Tyle miłości…tyle miłości we mnie i wokół mnie.
Niby już się przyzwyczaiłam…już żyję to tak,
że stało się to mym dniem codziennym…
a jednak wciąż mnie to tak…zachwyca.
Nieograniczona przestrzeń Serca…
ta ekspansja…ta radość…ten spokój…ta cisza…
a w niej te ciepłe…dzwoneczki…tak delikatne…tak subtelne.

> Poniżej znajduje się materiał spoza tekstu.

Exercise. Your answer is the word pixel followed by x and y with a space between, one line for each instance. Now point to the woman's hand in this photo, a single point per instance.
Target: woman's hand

Tyle miłości mnie spotkało dzisiaj…w tym zwykłym dniu,
w którym padłam zmęczona, a nawet trochę chora.
I chciałam być tylko dla siebie.
A wokół tyle miłości…od innych Serc,
innych Dusz…obecnych i pięknych.
Bo miłość ma swój własny plan…
i dla niej zawsze jest dobry moment…bez ceregieli.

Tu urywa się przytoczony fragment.